Two functions of NTCP, transporting bile acids and supporting HBV infection, are separable. (A, B) An NTCP-targeting agent, sulfobromophthalein inhibited NTCP transporter activity but had no effect on HBV infection. (A) NTCP transporter activity of HepG2-hNTCP-C4 cells was measured as shown in Fig. 5 with or without compounds (preS1 peptide 100 nM, sulfobromophthalein 40 μM (light blue) and 100 μM (dark blue)]. (B) HBV infection assay was performed as shown in Fig. 1 with or without compounds. (C) NTCP transporter activity depends on sodium concentration. TCA uptake of HepG2-hNTCP-C4 cells was detected with buffers containing sodium (0, 2, 4, 8, 16, 32, 64, and 145 mM). (D) HBV infection assay was performed with primary human hepatocytes in a buffer containing various sodium concentrations (0, 4, 16, 64, and 145 mM). HBV infection was monitored with HBs antigens secreted into the culture supernatant at day 13 post infection.

Fig. 7

CsA derivatives showed pan-genotypic anti-HBV effects and were active to a nucleoside analog-resistant HBV isolate. (A) HDV infection assay. HepG2-hNTCP-C4 cells were treated with HDV in the presence or absence of the indicated compounds for 16 h.
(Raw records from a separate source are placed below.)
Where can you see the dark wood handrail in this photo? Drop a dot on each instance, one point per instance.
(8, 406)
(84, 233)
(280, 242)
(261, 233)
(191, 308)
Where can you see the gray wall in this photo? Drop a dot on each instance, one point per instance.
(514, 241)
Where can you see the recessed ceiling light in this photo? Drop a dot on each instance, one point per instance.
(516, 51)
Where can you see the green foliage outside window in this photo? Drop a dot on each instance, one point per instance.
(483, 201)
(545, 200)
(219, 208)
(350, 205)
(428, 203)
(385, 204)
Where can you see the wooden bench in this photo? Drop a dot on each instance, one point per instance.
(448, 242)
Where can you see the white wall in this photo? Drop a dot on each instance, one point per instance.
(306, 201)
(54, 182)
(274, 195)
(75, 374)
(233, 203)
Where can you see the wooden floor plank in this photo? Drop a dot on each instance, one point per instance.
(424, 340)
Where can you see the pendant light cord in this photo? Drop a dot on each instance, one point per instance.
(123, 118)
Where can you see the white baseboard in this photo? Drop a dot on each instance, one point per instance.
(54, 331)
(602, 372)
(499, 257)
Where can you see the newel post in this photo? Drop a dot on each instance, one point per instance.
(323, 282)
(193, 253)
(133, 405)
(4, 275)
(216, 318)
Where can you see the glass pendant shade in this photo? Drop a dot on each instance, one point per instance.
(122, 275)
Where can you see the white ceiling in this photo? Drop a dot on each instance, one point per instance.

After washing out virus and compounds, the cells were further cultured for 6 days and intracellular HDV RNA was quantified by real-time RT-PCR analysis. (B–D) Primary human hepatocytes were infected with HBV genotype (B) A, (C) B, (D) C, or (E) A carrying mutations L180M/S202I/M204V with or without compounds (DMSO 0.1%, preS1 peptide 100 nM, SCY compounds 10 μM). HBs antigen in the culture supernatant was quantified at day 13 post infection.